The tracks often lack the same depth and range that his debut album’s title and cover art suggest, with Lil Yachty attempting to incorporate a number of different styles under an overall lite-trap pop production. Notions of nonconformity and isolation are explored interestingly on ‘Made of Glass’ and ‘Priorities’, and the effect is heightened further by Yachty’s superb knack for constructing nursery rhyme earworms; the latter’s hook nails the disenchanted adolescent psychology extremely well. As ‘Forever Young’, a collaboration with Diplo further illustrates, Lil Yachty has adapted particularly well to the mainstream. The unevenness that haunted previous mixtapes has curbed and shaped into a far more seamless delivery that’s only strengthened by the yelp of Auto-tune effects.

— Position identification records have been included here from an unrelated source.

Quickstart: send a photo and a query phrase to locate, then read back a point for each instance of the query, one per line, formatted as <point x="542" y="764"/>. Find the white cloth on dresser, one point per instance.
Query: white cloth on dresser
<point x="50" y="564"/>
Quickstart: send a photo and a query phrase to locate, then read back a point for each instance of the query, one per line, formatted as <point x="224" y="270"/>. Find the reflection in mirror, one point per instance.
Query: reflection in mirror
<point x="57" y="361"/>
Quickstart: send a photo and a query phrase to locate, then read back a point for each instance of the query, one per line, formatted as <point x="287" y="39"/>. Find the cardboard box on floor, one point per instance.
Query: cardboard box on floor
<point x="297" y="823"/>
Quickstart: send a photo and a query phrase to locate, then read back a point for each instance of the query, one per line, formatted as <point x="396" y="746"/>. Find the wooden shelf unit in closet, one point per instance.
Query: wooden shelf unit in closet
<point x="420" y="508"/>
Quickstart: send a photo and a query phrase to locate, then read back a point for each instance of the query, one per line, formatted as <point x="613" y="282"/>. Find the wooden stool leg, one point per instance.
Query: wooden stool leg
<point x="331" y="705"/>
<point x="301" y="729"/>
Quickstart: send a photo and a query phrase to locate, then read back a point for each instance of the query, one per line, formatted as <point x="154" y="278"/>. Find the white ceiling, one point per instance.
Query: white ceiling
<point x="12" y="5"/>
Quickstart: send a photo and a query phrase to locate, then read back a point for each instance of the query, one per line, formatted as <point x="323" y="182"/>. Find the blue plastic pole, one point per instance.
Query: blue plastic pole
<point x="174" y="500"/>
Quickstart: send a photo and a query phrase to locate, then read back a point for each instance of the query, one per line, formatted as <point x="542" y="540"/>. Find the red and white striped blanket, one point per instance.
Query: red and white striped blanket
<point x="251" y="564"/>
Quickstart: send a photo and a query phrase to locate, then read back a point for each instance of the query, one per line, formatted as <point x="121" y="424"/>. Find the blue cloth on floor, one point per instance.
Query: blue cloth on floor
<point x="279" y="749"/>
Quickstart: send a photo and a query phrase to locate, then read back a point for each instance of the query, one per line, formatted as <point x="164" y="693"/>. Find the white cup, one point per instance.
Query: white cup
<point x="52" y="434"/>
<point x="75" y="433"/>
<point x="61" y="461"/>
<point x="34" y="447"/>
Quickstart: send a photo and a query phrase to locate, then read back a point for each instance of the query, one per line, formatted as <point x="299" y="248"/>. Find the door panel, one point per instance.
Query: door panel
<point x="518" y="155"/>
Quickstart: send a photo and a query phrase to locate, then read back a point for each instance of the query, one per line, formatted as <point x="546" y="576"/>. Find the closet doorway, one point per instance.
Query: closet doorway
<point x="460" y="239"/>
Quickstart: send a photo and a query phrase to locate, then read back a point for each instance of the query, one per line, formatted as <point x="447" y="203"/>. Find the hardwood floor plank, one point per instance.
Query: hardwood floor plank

Despite attempts to stuff his album with a plethora of emotional hues, Yachty is at his best when he pushes the elation of tracks like ‘Forever Young’. Yachty positively beams with happiness and buoyancy even when his lyrics and trap beats darken the tone. But when he tries to tick boxes the album ultimately becomes uneven and Yachty begins to sound unnatural and uncomfortable. The aggressive stance on ‘DN Freestyle’ threatens to stall out at any moment and the boastful rap on ‘X Men’ just seems woefully out of character for a rapper attempting to push positiveness for the vast majority of his record.

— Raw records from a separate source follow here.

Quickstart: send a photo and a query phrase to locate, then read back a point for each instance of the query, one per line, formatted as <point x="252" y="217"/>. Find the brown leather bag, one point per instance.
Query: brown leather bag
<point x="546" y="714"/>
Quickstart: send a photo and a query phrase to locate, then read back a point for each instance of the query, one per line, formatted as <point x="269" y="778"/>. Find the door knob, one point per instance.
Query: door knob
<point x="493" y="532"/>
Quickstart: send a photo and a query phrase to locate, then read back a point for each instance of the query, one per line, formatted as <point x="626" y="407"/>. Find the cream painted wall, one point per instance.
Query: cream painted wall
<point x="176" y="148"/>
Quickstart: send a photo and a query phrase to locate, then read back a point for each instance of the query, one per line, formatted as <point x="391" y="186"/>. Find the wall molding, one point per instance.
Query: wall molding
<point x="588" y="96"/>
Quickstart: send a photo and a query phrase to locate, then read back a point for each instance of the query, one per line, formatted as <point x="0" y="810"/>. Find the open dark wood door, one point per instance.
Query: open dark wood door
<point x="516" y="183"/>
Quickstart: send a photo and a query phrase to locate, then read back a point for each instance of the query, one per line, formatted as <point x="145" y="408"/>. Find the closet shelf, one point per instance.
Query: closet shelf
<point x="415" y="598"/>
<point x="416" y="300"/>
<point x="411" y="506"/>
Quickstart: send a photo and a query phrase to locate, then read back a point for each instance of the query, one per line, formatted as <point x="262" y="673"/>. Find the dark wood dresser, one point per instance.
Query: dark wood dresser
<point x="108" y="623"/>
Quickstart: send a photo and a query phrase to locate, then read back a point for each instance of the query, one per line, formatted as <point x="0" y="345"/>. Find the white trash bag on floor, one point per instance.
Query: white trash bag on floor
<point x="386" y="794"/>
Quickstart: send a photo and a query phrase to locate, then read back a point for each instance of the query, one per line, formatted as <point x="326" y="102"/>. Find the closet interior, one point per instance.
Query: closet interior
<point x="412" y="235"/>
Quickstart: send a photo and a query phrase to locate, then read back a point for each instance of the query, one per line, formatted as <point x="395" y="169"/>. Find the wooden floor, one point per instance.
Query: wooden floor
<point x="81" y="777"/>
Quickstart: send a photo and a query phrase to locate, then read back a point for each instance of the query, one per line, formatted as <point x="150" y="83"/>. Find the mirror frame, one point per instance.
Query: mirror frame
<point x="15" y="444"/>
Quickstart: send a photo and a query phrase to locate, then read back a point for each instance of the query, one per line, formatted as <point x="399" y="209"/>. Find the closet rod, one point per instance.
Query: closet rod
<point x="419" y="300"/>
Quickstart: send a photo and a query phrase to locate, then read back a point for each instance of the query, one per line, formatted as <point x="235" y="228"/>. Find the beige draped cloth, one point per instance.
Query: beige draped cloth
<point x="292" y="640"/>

Yachty’s greenness shows up on the ‘Panda’-baiting ‘Harley’ and the questionable rhyme scheme of the calypso-tinged ‘Better’ too. Their hollow constructions are microcosms for Yachty’s record on the whole. Like the teenagers that Yachty is supposedly pedalling his tracks to, he is yet to decide confidently on what style suits him best. Sometimes that leads to severe aimlessness (‘Harley, Harley, Harley…’) and at other times the songs exhibit Yachty’s great potential. You could never accuse Yachty of being boring on Teenage Emotions but settling on a balanced execution of his strengths and personality will serve him well should he unlock that niche on future records.